Regeneration of the heart within reach
Regeneration of the heart within reach

For the past fifteen years, researchers have been working on the idea of using cells to treat heart disease. It is true that at the moment these cells are not yet able to regenerate the heart completely, but the results are still promising.

One of the questions that might be asked is: why make heart tissue when a transplant can achieve the same results?

In order to answer this question, I think it is important to look at the real effects of a heart attack. The effect of a heart attack is to damage cells that are important for the heart to function properly. During a heart attack, the heart is no longer properly supplied with blood. The many cells that make up the heart are therefore no longer properly oxygenated and eventually die.

The death of these cells prevents the heart from contracting properly. So even if the infarction is treated in time, the heart muscle is no longer able to fulfil its role as a pump, making any effort much more difficult.

Rather than transplanting a new heart, which is not a routine procedure, scientists have come up with the idea of replacing the dead cells with new ones.

For this type of operation, they use special cells, i.e. stem cells capable of multiplying and transforming into any type of cell.

The first transplant of this type was performed a little over twelve years ago on a 72-year-old man by Professor Philippe Menasché at the Georges-Pompidou European Hospital.

Other teams have chosen to reproduce the operation using other procedures.

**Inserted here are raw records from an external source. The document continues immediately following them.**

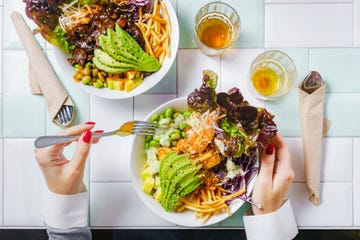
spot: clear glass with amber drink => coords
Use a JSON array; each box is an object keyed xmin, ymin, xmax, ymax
[
  {"xmin": 194, "ymin": 2, "xmax": 241, "ymax": 56},
  {"xmin": 247, "ymin": 50, "xmax": 297, "ymax": 100}
]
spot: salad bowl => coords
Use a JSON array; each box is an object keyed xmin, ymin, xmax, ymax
[
  {"xmin": 27, "ymin": 0, "xmax": 179, "ymax": 99},
  {"xmin": 130, "ymin": 97, "xmax": 256, "ymax": 227}
]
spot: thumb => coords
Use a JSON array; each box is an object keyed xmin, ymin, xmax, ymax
[
  {"xmin": 70, "ymin": 130, "xmax": 92, "ymax": 170},
  {"xmin": 259, "ymin": 143, "xmax": 275, "ymax": 181}
]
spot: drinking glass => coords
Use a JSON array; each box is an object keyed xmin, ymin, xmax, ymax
[
  {"xmin": 247, "ymin": 50, "xmax": 297, "ymax": 100},
  {"xmin": 194, "ymin": 2, "xmax": 241, "ymax": 56}
]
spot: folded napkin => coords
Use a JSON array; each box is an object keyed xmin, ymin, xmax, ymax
[
  {"xmin": 299, "ymin": 71, "xmax": 330, "ymax": 205},
  {"xmin": 11, "ymin": 12, "xmax": 75, "ymax": 128}
]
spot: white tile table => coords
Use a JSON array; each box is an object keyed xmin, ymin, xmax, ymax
[{"xmin": 0, "ymin": 0, "xmax": 360, "ymax": 229}]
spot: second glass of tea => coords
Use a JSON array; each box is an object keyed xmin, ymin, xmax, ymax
[
  {"xmin": 194, "ymin": 2, "xmax": 241, "ymax": 56},
  {"xmin": 248, "ymin": 50, "xmax": 297, "ymax": 100}
]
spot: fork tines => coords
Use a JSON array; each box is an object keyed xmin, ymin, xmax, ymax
[{"xmin": 132, "ymin": 121, "xmax": 159, "ymax": 135}]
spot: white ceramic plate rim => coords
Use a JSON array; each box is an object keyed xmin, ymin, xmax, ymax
[
  {"xmin": 130, "ymin": 97, "xmax": 256, "ymax": 227},
  {"xmin": 53, "ymin": 0, "xmax": 179, "ymax": 99}
]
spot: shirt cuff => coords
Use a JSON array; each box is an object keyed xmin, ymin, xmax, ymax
[
  {"xmin": 43, "ymin": 189, "xmax": 88, "ymax": 229},
  {"xmin": 244, "ymin": 200, "xmax": 298, "ymax": 240}
]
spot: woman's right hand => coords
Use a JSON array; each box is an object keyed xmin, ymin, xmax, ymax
[{"xmin": 252, "ymin": 134, "xmax": 295, "ymax": 215}]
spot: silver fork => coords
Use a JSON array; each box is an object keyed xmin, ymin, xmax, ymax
[{"xmin": 35, "ymin": 121, "xmax": 159, "ymax": 148}]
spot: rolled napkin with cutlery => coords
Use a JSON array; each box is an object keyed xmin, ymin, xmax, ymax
[
  {"xmin": 11, "ymin": 11, "xmax": 75, "ymax": 128},
  {"xmin": 299, "ymin": 71, "xmax": 330, "ymax": 205}
]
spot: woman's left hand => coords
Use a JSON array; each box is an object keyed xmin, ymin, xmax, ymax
[{"xmin": 35, "ymin": 122, "xmax": 98, "ymax": 195}]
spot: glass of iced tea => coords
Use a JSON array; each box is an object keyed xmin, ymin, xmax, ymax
[
  {"xmin": 248, "ymin": 50, "xmax": 297, "ymax": 100},
  {"xmin": 194, "ymin": 2, "xmax": 241, "ymax": 56}
]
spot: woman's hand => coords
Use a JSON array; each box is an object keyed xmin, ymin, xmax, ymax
[
  {"xmin": 252, "ymin": 135, "xmax": 295, "ymax": 215},
  {"xmin": 35, "ymin": 122, "xmax": 97, "ymax": 195}
]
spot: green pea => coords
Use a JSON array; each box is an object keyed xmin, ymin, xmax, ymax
[
  {"xmin": 180, "ymin": 131, "xmax": 186, "ymax": 138},
  {"xmin": 153, "ymin": 135, "xmax": 160, "ymax": 142},
  {"xmin": 165, "ymin": 107, "xmax": 174, "ymax": 118},
  {"xmin": 173, "ymin": 112, "xmax": 180, "ymax": 118},
  {"xmin": 170, "ymin": 133, "xmax": 180, "ymax": 140},
  {"xmin": 81, "ymin": 76, "xmax": 91, "ymax": 85},
  {"xmin": 93, "ymin": 82, "xmax": 104, "ymax": 88},
  {"xmin": 151, "ymin": 114, "xmax": 160, "ymax": 122},
  {"xmin": 92, "ymin": 68, "xmax": 99, "ymax": 77},
  {"xmin": 183, "ymin": 111, "xmax": 191, "ymax": 118},
  {"xmin": 145, "ymin": 135, "xmax": 153, "ymax": 142},
  {"xmin": 149, "ymin": 140, "xmax": 159, "ymax": 147},
  {"xmin": 179, "ymin": 122, "xmax": 189, "ymax": 130},
  {"xmin": 82, "ymin": 68, "xmax": 91, "ymax": 76}
]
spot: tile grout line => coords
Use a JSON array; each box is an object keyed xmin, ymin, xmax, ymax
[{"xmin": 0, "ymin": 2, "xmax": 5, "ymax": 226}]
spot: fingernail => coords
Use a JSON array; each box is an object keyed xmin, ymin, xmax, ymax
[
  {"xmin": 83, "ymin": 130, "xmax": 92, "ymax": 143},
  {"xmin": 265, "ymin": 143, "xmax": 275, "ymax": 155}
]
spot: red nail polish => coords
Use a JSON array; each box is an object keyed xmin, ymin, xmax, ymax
[
  {"xmin": 265, "ymin": 143, "xmax": 275, "ymax": 155},
  {"xmin": 83, "ymin": 130, "xmax": 92, "ymax": 143}
]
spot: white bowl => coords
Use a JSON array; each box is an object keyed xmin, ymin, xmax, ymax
[
  {"xmin": 130, "ymin": 97, "xmax": 256, "ymax": 227},
  {"xmin": 54, "ymin": 0, "xmax": 179, "ymax": 99}
]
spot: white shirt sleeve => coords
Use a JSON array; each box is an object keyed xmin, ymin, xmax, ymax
[
  {"xmin": 42, "ymin": 189, "xmax": 88, "ymax": 229},
  {"xmin": 244, "ymin": 200, "xmax": 298, "ymax": 240}
]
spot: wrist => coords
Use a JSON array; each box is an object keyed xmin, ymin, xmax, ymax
[{"xmin": 252, "ymin": 200, "xmax": 285, "ymax": 215}]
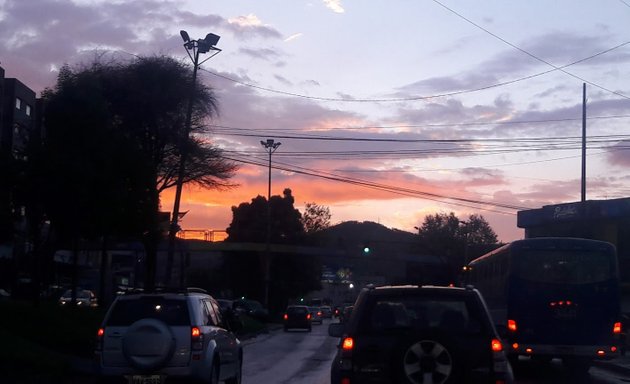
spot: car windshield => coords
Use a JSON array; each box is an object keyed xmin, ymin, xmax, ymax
[{"xmin": 107, "ymin": 297, "xmax": 190, "ymax": 326}]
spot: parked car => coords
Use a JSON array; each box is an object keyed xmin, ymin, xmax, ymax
[
  {"xmin": 59, "ymin": 289, "xmax": 98, "ymax": 308},
  {"xmin": 328, "ymin": 286, "xmax": 514, "ymax": 384},
  {"xmin": 95, "ymin": 290, "xmax": 243, "ymax": 384},
  {"xmin": 232, "ymin": 299, "xmax": 269, "ymax": 322},
  {"xmin": 308, "ymin": 307, "xmax": 324, "ymax": 324},
  {"xmin": 320, "ymin": 305, "xmax": 332, "ymax": 319},
  {"xmin": 283, "ymin": 305, "xmax": 311, "ymax": 332}
]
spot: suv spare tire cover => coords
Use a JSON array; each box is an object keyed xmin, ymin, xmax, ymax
[
  {"xmin": 400, "ymin": 330, "xmax": 463, "ymax": 384},
  {"xmin": 122, "ymin": 319, "xmax": 175, "ymax": 370}
]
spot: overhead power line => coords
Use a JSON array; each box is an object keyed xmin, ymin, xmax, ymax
[
  {"xmin": 210, "ymin": 115, "xmax": 630, "ymax": 132},
  {"xmin": 433, "ymin": 0, "xmax": 630, "ymax": 99},
  {"xmin": 201, "ymin": 39, "xmax": 630, "ymax": 103},
  {"xmin": 226, "ymin": 156, "xmax": 531, "ymax": 215}
]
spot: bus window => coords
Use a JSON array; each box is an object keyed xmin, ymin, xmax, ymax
[{"xmin": 516, "ymin": 251, "xmax": 615, "ymax": 284}]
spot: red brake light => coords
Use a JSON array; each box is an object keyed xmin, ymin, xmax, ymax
[
  {"xmin": 95, "ymin": 328, "xmax": 105, "ymax": 351},
  {"xmin": 341, "ymin": 337, "xmax": 354, "ymax": 351},
  {"xmin": 508, "ymin": 320, "xmax": 517, "ymax": 332},
  {"xmin": 491, "ymin": 339, "xmax": 503, "ymax": 352}
]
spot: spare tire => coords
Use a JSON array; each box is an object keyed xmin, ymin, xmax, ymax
[
  {"xmin": 392, "ymin": 331, "xmax": 463, "ymax": 384},
  {"xmin": 122, "ymin": 319, "xmax": 175, "ymax": 371}
]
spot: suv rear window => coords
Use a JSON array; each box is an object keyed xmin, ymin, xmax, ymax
[
  {"xmin": 107, "ymin": 297, "xmax": 190, "ymax": 327},
  {"xmin": 287, "ymin": 307, "xmax": 308, "ymax": 315},
  {"xmin": 363, "ymin": 296, "xmax": 482, "ymax": 333}
]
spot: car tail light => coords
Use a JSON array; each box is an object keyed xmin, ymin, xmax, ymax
[
  {"xmin": 190, "ymin": 327, "xmax": 203, "ymax": 350},
  {"xmin": 96, "ymin": 328, "xmax": 105, "ymax": 351},
  {"xmin": 508, "ymin": 320, "xmax": 517, "ymax": 332},
  {"xmin": 341, "ymin": 337, "xmax": 354, "ymax": 351},
  {"xmin": 491, "ymin": 339, "xmax": 503, "ymax": 352}
]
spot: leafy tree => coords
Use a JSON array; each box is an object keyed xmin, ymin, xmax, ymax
[
  {"xmin": 302, "ymin": 203, "xmax": 331, "ymax": 234},
  {"xmin": 226, "ymin": 188, "xmax": 321, "ymax": 309},
  {"xmin": 226, "ymin": 188, "xmax": 304, "ymax": 244},
  {"xmin": 41, "ymin": 56, "xmax": 236, "ymax": 285},
  {"xmin": 418, "ymin": 212, "xmax": 497, "ymax": 270}
]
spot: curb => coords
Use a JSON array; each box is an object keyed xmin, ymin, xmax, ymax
[{"xmin": 593, "ymin": 360, "xmax": 630, "ymax": 377}]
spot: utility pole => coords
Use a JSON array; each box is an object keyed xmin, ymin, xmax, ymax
[
  {"xmin": 166, "ymin": 31, "xmax": 221, "ymax": 288},
  {"xmin": 260, "ymin": 139, "xmax": 282, "ymax": 307},
  {"xmin": 582, "ymin": 83, "xmax": 586, "ymax": 203}
]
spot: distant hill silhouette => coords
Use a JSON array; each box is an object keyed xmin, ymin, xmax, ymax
[{"xmin": 311, "ymin": 221, "xmax": 419, "ymax": 253}]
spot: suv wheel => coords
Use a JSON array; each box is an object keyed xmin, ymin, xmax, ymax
[
  {"xmin": 122, "ymin": 319, "xmax": 175, "ymax": 370},
  {"xmin": 396, "ymin": 332, "xmax": 460, "ymax": 384},
  {"xmin": 225, "ymin": 360, "xmax": 243, "ymax": 384},
  {"xmin": 209, "ymin": 363, "xmax": 220, "ymax": 384}
]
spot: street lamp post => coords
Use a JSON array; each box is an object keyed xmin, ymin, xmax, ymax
[
  {"xmin": 260, "ymin": 139, "xmax": 282, "ymax": 307},
  {"xmin": 166, "ymin": 31, "xmax": 221, "ymax": 285},
  {"xmin": 459, "ymin": 220, "xmax": 470, "ymax": 265}
]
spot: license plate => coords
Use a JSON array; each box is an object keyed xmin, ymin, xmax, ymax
[
  {"xmin": 555, "ymin": 345, "xmax": 575, "ymax": 354},
  {"xmin": 129, "ymin": 375, "xmax": 162, "ymax": 384},
  {"xmin": 554, "ymin": 308, "xmax": 577, "ymax": 320}
]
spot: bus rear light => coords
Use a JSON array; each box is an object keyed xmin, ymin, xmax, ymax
[
  {"xmin": 508, "ymin": 320, "xmax": 517, "ymax": 332},
  {"xmin": 491, "ymin": 339, "xmax": 503, "ymax": 352},
  {"xmin": 341, "ymin": 337, "xmax": 354, "ymax": 351}
]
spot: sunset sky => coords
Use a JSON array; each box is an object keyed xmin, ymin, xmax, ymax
[{"xmin": 0, "ymin": 0, "xmax": 630, "ymax": 241}]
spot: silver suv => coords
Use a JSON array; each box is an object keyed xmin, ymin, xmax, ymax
[{"xmin": 95, "ymin": 290, "xmax": 243, "ymax": 384}]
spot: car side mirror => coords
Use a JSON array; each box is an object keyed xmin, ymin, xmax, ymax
[
  {"xmin": 228, "ymin": 319, "xmax": 243, "ymax": 332},
  {"xmin": 328, "ymin": 323, "xmax": 345, "ymax": 337}
]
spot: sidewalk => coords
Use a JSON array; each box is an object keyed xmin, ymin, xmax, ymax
[{"xmin": 593, "ymin": 353, "xmax": 630, "ymax": 377}]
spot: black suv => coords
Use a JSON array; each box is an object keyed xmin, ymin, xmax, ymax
[
  {"xmin": 328, "ymin": 286, "xmax": 514, "ymax": 384},
  {"xmin": 95, "ymin": 289, "xmax": 243, "ymax": 384}
]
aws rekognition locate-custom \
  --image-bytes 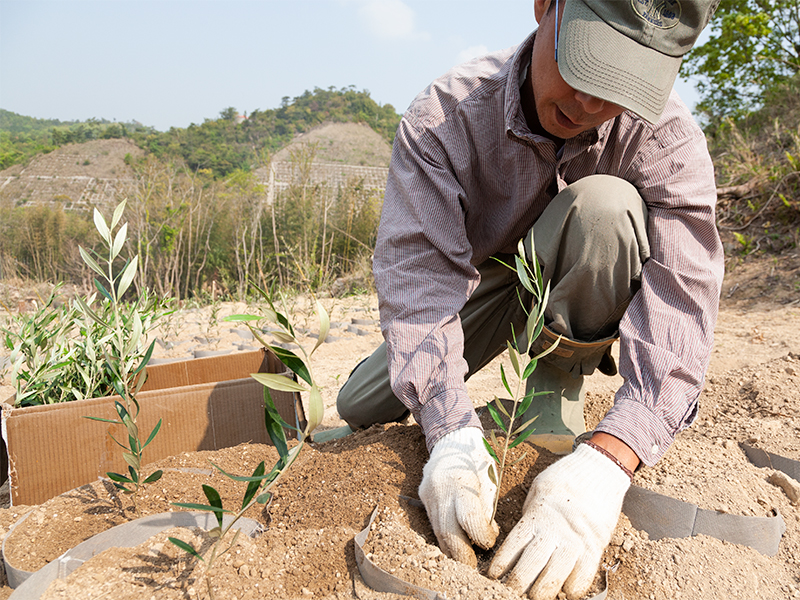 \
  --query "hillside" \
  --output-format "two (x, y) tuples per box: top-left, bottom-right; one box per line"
(274, 123), (392, 167)
(0, 139), (144, 208)
(0, 87), (400, 178)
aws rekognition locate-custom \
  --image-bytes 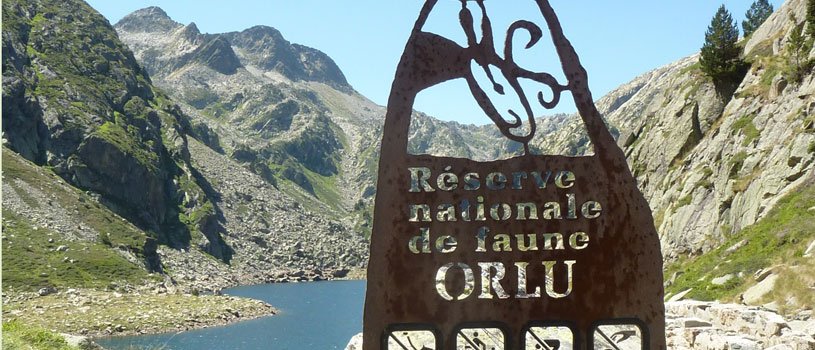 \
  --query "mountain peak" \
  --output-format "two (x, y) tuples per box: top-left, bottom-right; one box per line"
(115, 6), (182, 33)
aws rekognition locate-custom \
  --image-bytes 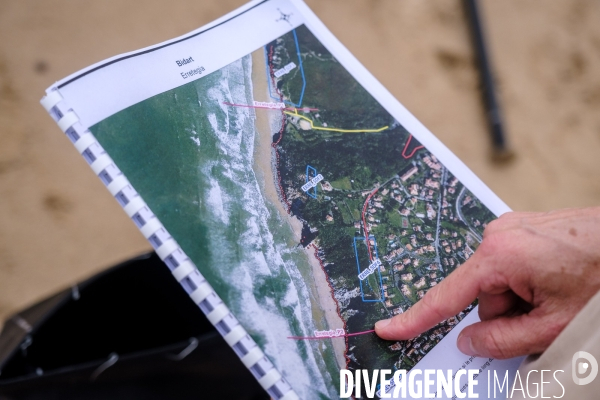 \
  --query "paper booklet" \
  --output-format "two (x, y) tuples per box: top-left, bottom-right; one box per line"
(41, 0), (516, 400)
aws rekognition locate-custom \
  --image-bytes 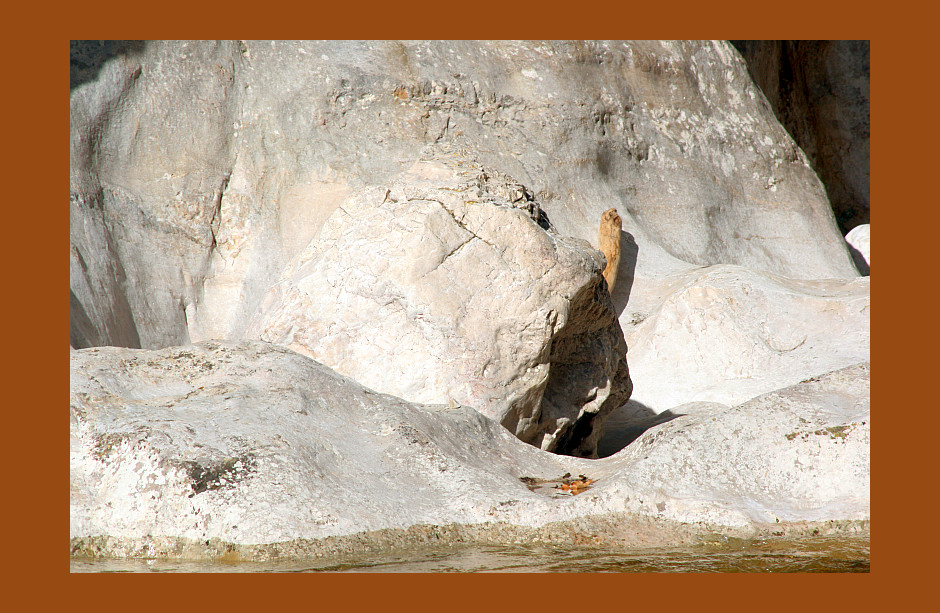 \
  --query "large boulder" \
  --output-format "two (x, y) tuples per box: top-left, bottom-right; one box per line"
(70, 41), (857, 347)
(246, 147), (632, 456)
(625, 266), (871, 413)
(69, 341), (870, 557)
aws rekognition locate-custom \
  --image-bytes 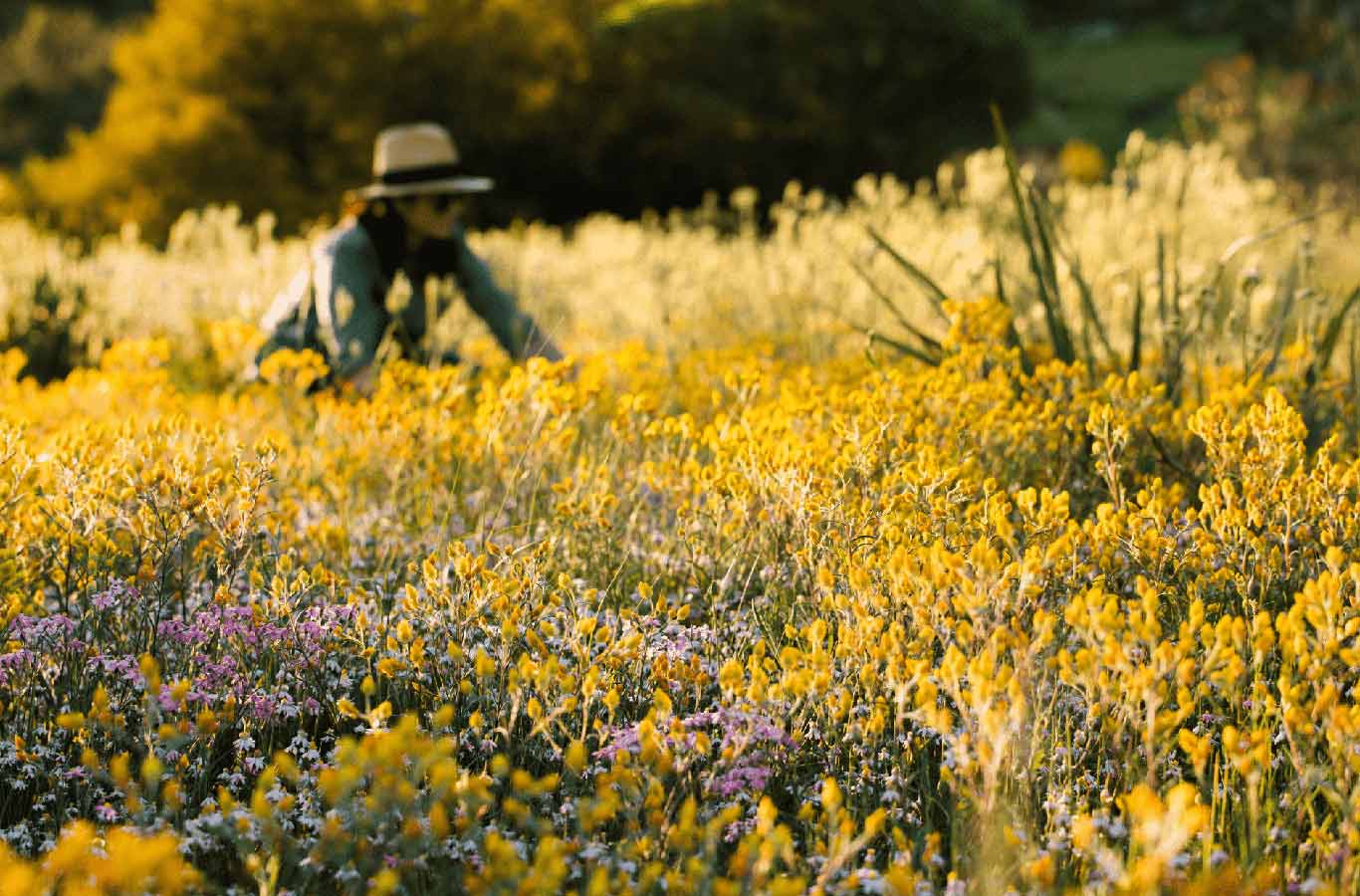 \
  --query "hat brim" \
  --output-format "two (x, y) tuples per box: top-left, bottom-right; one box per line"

For example, Dr Patricia Lemarchand, at the Thorax Institute in Nantes, and Professor Jérôme Roncalli at the Toulouse University Hospital have used stem cells from bone marrow for this new experiment.

Recently, a team of American researchers injected some twenty heart attack patients with stem cells from their own hearts.

Today, only one experiment has proved to be truly effective. It is that of our neighbours across the Atlantic. In this experiment, the area of dead tissue was halved one year after the treatment.

However, cell transplantation is currently facing a major obstacle, which is time.

In the first few days after the operation, 90% of the stem cells die before they become useful. The other major problem is that when they do not die, they do not take on the desired role. They turn into what can be called support cells. As a result, the pumping capacity of the heart is not improved.

A hypothesis has been put forward to explain this phenomenon: the heart muscle functions with 30% of the cells contracting, the others just playing a supporting role. It is therefore conceivable that the transplanted cells could turn into supporting cells.

To get around this problem, researchers are studying several avenues. The first is to inject the stem cells wrapped in a kind of membrane made up of feeder cells to prevent the stem cells from perishing before they get back on track.

The second is to work on stem cells that are more malleable, and therefore more capable of being transformed into a cell that contracts.

Today in France, the stakes are high. There are 120 000 new cases of heart failure, 70% of which are the result of heart attacks.